About Response Time Testing
Website response time (also called Time to First Byte, or TTFB) is the time from when a client sends an HTTP request to when it receives the first byte of the response. It is a key indicator of server performance and is influenced by DNS resolution time, TCP connection setup, TLS handshake, and server-side processing time.
What affects response time?
- Server location and latency — Geographic distance adds round-trip time. A server in the US will have higher latency for UK users than one in London.
- Server-side processing — Database queries, template rendering, and API calls on the backend all add to TTFB.
- TLS handshake overhead — Each new HTTPS connection requires a TLS handshake (typically 100–300ms extra). TLS session resumption and HTTP/2 reduce this.
- Hosting tier — Shared hosting, VPS, and dedicated servers have significantly different performance profiles. Cold-start serverless functions add initial latency.
Response time benchmarks
- Under 200ms — Excellent. Fast server with good caching.
- 200–500ms — Good for most web applications.

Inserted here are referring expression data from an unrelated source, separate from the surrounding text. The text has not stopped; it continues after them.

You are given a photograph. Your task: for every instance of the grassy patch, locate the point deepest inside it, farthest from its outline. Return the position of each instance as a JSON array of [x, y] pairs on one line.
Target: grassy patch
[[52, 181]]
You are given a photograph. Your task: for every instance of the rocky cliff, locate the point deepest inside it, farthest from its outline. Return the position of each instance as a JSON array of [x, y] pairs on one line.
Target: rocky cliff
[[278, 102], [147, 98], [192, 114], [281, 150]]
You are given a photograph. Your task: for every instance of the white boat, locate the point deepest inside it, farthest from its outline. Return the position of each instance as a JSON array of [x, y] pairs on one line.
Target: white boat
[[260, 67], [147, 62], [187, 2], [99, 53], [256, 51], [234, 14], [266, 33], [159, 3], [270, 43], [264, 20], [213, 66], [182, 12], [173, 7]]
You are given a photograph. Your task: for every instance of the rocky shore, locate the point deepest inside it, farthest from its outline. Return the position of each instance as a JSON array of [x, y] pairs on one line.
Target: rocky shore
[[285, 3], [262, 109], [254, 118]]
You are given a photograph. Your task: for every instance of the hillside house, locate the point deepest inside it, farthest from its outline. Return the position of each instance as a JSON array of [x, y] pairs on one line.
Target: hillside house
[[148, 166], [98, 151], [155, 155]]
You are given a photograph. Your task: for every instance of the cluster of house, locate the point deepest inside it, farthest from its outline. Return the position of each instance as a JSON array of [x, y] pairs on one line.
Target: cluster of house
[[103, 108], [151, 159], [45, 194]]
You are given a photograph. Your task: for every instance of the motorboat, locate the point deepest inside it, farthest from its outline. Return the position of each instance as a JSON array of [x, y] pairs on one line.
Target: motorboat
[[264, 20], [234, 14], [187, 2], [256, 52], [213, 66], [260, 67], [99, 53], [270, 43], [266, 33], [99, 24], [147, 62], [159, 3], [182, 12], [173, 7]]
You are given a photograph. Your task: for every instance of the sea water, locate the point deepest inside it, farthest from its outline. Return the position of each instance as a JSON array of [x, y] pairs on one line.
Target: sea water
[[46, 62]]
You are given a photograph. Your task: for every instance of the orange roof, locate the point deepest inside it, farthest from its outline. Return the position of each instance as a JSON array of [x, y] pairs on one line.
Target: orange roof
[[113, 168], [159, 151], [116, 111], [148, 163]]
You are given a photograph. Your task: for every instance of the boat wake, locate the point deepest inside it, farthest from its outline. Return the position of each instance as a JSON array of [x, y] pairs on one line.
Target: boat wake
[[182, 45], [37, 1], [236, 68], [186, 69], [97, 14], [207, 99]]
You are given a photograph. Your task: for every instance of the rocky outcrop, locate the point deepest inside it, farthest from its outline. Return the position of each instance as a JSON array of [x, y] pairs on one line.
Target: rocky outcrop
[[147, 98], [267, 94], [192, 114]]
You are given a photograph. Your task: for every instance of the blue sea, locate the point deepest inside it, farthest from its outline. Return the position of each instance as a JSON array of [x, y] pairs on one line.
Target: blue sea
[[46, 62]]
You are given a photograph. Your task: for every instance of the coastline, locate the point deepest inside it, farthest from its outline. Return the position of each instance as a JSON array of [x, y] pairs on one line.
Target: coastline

- 500ms–1s — Acceptable but worth investigating for optimisation opportunities.
- Over 1 second — Slow. Likely indicates a missing cache, slow database queries, or an underpowered server.
This tool makes requests from the ToolForge server. Results reflect server-to-server latency, not end-user browser experience which includes CDN edge, DNS, and content download time on top of TTFB.
Frequently asked questions
What is TTFB?
TTFB (Time To First Byte) is the time from making an HTTP request until the first byte of the response is received. It measures server processing time plus network latency and is a key web performance metric.
What is a good TTFB?
Under 200ms is excellent, 200–500ms is acceptable, 500ms–1s is slow, and over 1s is poor. For a good Core Web Vitals score, aim for TTFB under 800ms.